Singapore tested some patrol robots They issue warnings to people engaged in “undesirable social behavior,” adding to the surveillance technology arsenal in this tightly controlled city-state.
From the vast number of cameras to the light poles equipped with facial recognition technology currently under test, Singapore has seen an explosion of tools to monitor its inhabitants.
Authorities have pushed forward their vision of a “smart nation”, hyper-efficient and technological, but activists say privacy was sacrificed and that people have little control over what is done with their data.

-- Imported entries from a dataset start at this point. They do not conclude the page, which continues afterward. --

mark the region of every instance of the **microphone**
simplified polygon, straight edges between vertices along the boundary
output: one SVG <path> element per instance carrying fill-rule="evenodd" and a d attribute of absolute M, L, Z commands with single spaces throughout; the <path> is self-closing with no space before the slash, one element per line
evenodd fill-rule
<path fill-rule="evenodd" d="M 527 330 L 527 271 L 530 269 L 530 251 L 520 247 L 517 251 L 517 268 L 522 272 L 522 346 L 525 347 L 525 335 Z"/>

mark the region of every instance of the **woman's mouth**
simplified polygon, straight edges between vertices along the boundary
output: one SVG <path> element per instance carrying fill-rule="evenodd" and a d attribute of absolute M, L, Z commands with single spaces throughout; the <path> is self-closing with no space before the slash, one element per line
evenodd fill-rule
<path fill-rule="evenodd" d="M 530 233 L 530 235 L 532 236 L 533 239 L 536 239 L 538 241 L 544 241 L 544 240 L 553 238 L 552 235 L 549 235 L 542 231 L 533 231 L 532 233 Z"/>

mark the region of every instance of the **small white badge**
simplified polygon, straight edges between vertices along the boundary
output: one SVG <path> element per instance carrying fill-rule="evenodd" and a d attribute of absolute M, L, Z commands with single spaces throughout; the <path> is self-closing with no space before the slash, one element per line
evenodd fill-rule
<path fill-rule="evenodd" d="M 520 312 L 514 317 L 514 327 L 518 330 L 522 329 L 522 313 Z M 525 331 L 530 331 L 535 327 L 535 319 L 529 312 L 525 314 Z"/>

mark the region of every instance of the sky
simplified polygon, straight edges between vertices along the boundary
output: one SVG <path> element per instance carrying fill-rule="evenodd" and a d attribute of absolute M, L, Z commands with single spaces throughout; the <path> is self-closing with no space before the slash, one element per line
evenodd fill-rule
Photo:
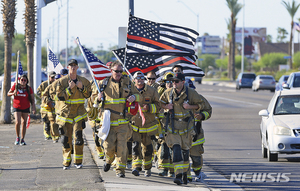
<path fill-rule="evenodd" d="M 286 0 L 292 2 L 292 0 Z M 277 28 L 284 28 L 290 33 L 291 17 L 282 0 L 239 0 L 245 3 L 244 10 L 237 15 L 237 27 L 266 27 L 267 35 L 276 41 Z M 296 0 L 297 3 L 300 1 Z M 59 19 L 58 19 L 58 7 Z M 118 29 L 128 25 L 128 0 L 69 0 L 69 22 L 67 22 L 67 0 L 57 0 L 42 8 L 42 46 L 49 39 L 54 52 L 67 46 L 67 23 L 69 25 L 68 46 L 77 46 L 75 38 L 87 48 L 104 50 L 118 45 Z M 2 6 L 1 6 L 2 9 Z M 15 28 L 24 34 L 24 1 L 17 0 Z M 243 12 L 244 11 L 244 12 Z M 199 24 L 199 34 L 226 37 L 226 20 L 230 11 L 226 0 L 135 0 L 134 15 L 159 23 L 169 23 L 194 30 Z M 199 15 L 199 17 L 197 17 Z M 199 19 L 197 19 L 199 18 Z M 300 10 L 294 21 L 299 22 Z M 1 15 L 2 20 L 2 15 Z M 59 24 L 58 24 L 59 20 Z M 3 25 L 0 23 L 0 32 Z M 288 39 L 286 39 L 288 40 Z M 295 42 L 298 38 L 295 38 Z"/>

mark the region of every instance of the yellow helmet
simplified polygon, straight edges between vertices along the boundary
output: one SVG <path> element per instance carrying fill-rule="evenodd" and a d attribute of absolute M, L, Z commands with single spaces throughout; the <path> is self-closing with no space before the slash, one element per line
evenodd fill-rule
<path fill-rule="evenodd" d="M 162 80 L 167 80 L 168 78 L 173 78 L 174 77 L 174 72 L 166 72 L 163 77 Z"/>

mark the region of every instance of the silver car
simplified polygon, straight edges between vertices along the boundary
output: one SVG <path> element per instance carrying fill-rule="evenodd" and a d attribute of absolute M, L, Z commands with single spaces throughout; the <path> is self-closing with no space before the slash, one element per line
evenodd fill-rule
<path fill-rule="evenodd" d="M 263 158 L 277 161 L 278 154 L 300 153 L 300 91 L 276 91 L 261 116 Z"/>
<path fill-rule="evenodd" d="M 258 75 L 252 82 L 252 90 L 270 90 L 275 92 L 276 81 L 271 75 Z"/>

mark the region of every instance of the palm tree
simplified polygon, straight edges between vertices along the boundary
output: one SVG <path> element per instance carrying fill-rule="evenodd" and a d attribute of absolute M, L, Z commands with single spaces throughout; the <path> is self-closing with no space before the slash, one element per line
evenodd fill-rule
<path fill-rule="evenodd" d="M 2 87 L 3 97 L 1 106 L 0 123 L 11 123 L 11 100 L 7 92 L 11 87 L 11 53 L 12 38 L 15 33 L 16 0 L 1 0 L 2 23 L 4 33 L 4 84 Z"/>
<path fill-rule="evenodd" d="M 291 23 L 291 35 L 290 35 L 290 42 L 289 42 L 289 55 L 292 57 L 292 42 L 293 42 L 293 28 L 294 28 L 294 16 L 300 6 L 300 4 L 297 4 L 295 0 L 293 0 L 292 4 L 289 2 L 282 1 L 282 4 L 290 14 L 292 18 L 292 23 Z M 290 69 L 293 68 L 293 63 L 292 63 L 292 58 L 290 59 Z"/>
<path fill-rule="evenodd" d="M 29 84 L 33 87 L 33 47 L 36 33 L 35 0 L 25 0 L 25 41 L 27 46 L 27 71 Z"/>
<path fill-rule="evenodd" d="M 284 28 L 277 28 L 277 42 L 283 42 L 286 35 L 289 34 Z"/>
<path fill-rule="evenodd" d="M 227 23 L 227 29 L 229 31 L 229 33 L 227 34 L 227 41 L 229 42 L 229 52 L 228 52 L 228 64 L 227 64 L 227 77 L 230 79 L 232 76 L 232 69 L 231 69 L 231 22 L 230 22 L 230 18 L 226 19 L 226 23 Z"/>
<path fill-rule="evenodd" d="M 243 5 L 239 4 L 237 1 L 238 0 L 226 0 L 227 6 L 231 12 L 230 15 L 231 54 L 229 55 L 231 61 L 231 76 L 230 76 L 231 80 L 235 80 L 235 28 L 237 22 L 236 16 L 243 8 Z"/>

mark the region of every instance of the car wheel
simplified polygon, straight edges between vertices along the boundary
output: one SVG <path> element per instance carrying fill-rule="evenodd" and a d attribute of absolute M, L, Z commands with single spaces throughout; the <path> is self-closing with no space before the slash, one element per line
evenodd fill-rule
<path fill-rule="evenodd" d="M 267 148 L 265 148 L 263 139 L 261 138 L 261 153 L 262 153 L 263 158 L 267 158 L 268 157 L 268 153 L 267 152 L 268 152 L 268 150 L 267 150 Z"/>
<path fill-rule="evenodd" d="M 278 153 L 271 153 L 269 146 L 267 150 L 267 157 L 269 162 L 278 161 Z"/>
<path fill-rule="evenodd" d="M 275 89 L 271 89 L 270 91 L 271 91 L 271 92 L 275 92 Z"/>

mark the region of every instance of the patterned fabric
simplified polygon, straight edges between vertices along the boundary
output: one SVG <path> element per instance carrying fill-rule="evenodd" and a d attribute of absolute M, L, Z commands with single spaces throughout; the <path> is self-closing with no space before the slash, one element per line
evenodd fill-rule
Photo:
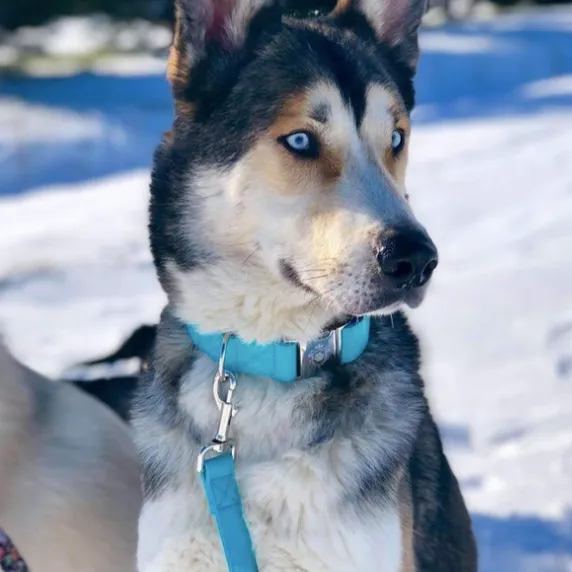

Singapore has been criticized for curtailing civil liberties and its population has grown accustomed to tight controls, but there is growing concern with intrusive technology.
The most recent surveillance devices are the wheeled robots with seven cameras, which issue warnings to the public and detect “unwanted social behavior”.
That includes smoking in prohibited areas, parking bikes improperly or violating the rules of approach for the coronavirus.
During a recent patrol, one of the “Xavier” robots entered a residential area and stopped in front of a group of elderly people watching a game of chess.
“Please keep a meter away”, “please stick to five people per group,” a robotic voice alerted, while a camera from the device focused on them.
During a three-month test in September, two robots were sent to patrol that residential area and a shopping center.
“It reminds me of Robocop,” said Frannie Teo, a 34-year-old research assistant who was walking through the mall. It brings to mind “a dystopian world of robots … I’m a bit hesitant about this kind of concept,” she added.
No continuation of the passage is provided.